The only sounds to fill the air are the steady flow of icy water and the plucking of lute-strings.
"Yeah... thats ok. Just figured I should ask. I'll just play for a bit then, and you can talk if you want to, ok?"
Marna liked to think music got through to her mother more than words did anyhow. Coming here used to make Marna sad. It still did, in a numb, melancholy sort of way, but so many things become something almost normal with enough exposure and time. Mostly she was just happy to take what she could get, things being as they were.
"In the stars, I see you there,
I fly to meet you in the air."
Long ago, when Marna was only a baby, they had lived in a lonely little village without a name. Nameless, for the people in that land had sold the name to a devil, or so the legend went. That a village of warlocks could live in such idyllic harmony was a curious thing. But they were careful, learned, and made their deals judiciously with the lowest of fey and fiends. Small favors eked out for generations on generations provided more learning than the sale of a single man's entire soul.
"In my dreams, I hear your call,
I wake, cruel fate, I fall, I fall."
Then, tragedy had come. When he was only a boy, the Lightless Flame, entropy made manifest, had chosen Belial as its next warlock. A notion the previous warlock, Arthur Black, took quite personally. The monster ravaged the village for years, trying to force Belial into servitude. To hold sole dominion over the Flame's power.
He unleashed flames that burned space, memory, color, and thought. Flames that burned the immaterial. Flames that erased people so thoroughly that you would never know they existed. One day there would be a fight. The next a mother would prepare an extra plate at dinner out of habit and choke back a sob of grief for a husband or son she could no longer remember.
"Back to the earth, away from you,
A future shared and lost too soon.
I read the stars with waking eyes,
I dream again, of sweetest lies."
The village bested him, in time. Together. Belial never entered that monster's cruel tutelage. Now the sole steward of the Flame, Marna's father was horrified with the damage magic could do. He made it his life's mission to protect his family, to bring a world of chaos to heel. To bring even even entropy itself into order's fold. And so, he joined the ranks of the Paladins of the Divine Flame.
"But no, no lie could pass your lips,
A future at our fingertips.
No fate so cruel could stand before,
The promises we maaaaaaade-"
Her voice cracks just a bit on the long note. Luckily, the bridge was instrumental. Marna liked to play around with this part, slowly building in intensity and speed. Like if she just played hard enough all the feelings would be forced out and she wouldn't have to carry them around anymore.

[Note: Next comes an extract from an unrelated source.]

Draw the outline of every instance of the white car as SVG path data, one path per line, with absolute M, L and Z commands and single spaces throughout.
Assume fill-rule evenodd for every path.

Amelia had never approved of her father's chosen alleigance. The Paladins of the Divine Flame exacted horror in the name of their perfect order. They had argued more and more each passing day. Her mother had threatened to leave more than once.

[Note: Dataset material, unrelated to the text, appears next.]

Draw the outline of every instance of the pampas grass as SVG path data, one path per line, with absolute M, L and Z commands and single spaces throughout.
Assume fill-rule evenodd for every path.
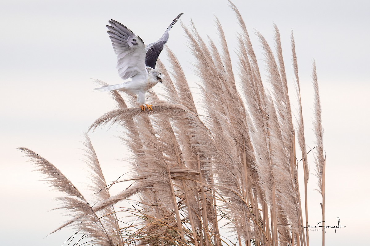
M 128 107 L 135 104 L 134 96 L 126 95 L 125 100 L 117 91 L 110 92 L 117 108 L 97 119 L 89 131 L 120 124 L 132 156 L 129 160 L 132 171 L 107 184 L 87 136 L 84 144 L 94 200 L 88 201 L 53 164 L 20 148 L 64 194 L 59 200 L 73 218 L 57 230 L 74 228 L 85 240 L 75 245 L 84 245 L 88 238 L 92 244 L 110 246 L 309 245 L 308 230 L 303 227 L 308 219 L 309 169 L 293 35 L 296 123 L 292 119 L 277 27 L 276 54 L 263 36 L 256 34 L 265 55 L 269 86 L 262 81 L 242 16 L 230 5 L 242 30 L 237 37 L 239 46 L 233 48 L 237 49 L 236 69 L 218 19 L 220 45 L 211 39 L 204 41 L 192 22 L 190 28 L 182 24 L 204 95 L 200 103 L 194 100 L 180 63 L 168 48 L 170 69 L 158 63 L 165 76 L 164 100 L 149 91 L 155 105 L 152 111 Z M 316 174 L 323 221 L 325 157 L 314 64 L 313 78 Z M 302 169 L 297 161 L 296 133 L 303 160 L 304 207 L 299 192 L 298 171 Z M 110 194 L 111 185 L 128 181 L 132 182 L 128 188 Z M 123 200 L 132 207 L 121 206 Z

One day Belial came home. A city had risen up against the Paladins' rule and Marna's father had been dispatched to bring order. The Lightless Flame had been unleashed, something went horribly wrong, and now that city no longer existed. Amelia had heard the details. Marna had only been told that "entropy has not yet been brought to order." Belial had said little else for weeks. Amelia stopped speaking at all, retreating into her own mind.
The music slowed once more as tears began to fall from Marna's face.
"In the stars, I see you there,
I fly to meet you in the air."
"In my dreams, I hear your call,
I wake, cruel fate, I fall, I fall."
There was more to the song, but that was all she could bring herself to play today. Perhaps she wasn't quite as used to this as she liked to pretend.
"S-sorry mom. I guess I'm kind of in a mood. Next time I'll sing you something hap-"
As Marna looked up at her mother, for the first time in years, Amelia met her gaze.
"Marna, you need to leave."
To hear Amelia speak at all hit like a slap to the face. But after all this time THAT was what her mother said? That she should just leave her the fuck alone?!"
"M-mom?! What the fuck, no! I'm staying with you, you can't just fucking shut me out like I'm-"
"Marna. You have to go!"
Tears were streaming down Amelia's face. She wasn't talking about the room they were in.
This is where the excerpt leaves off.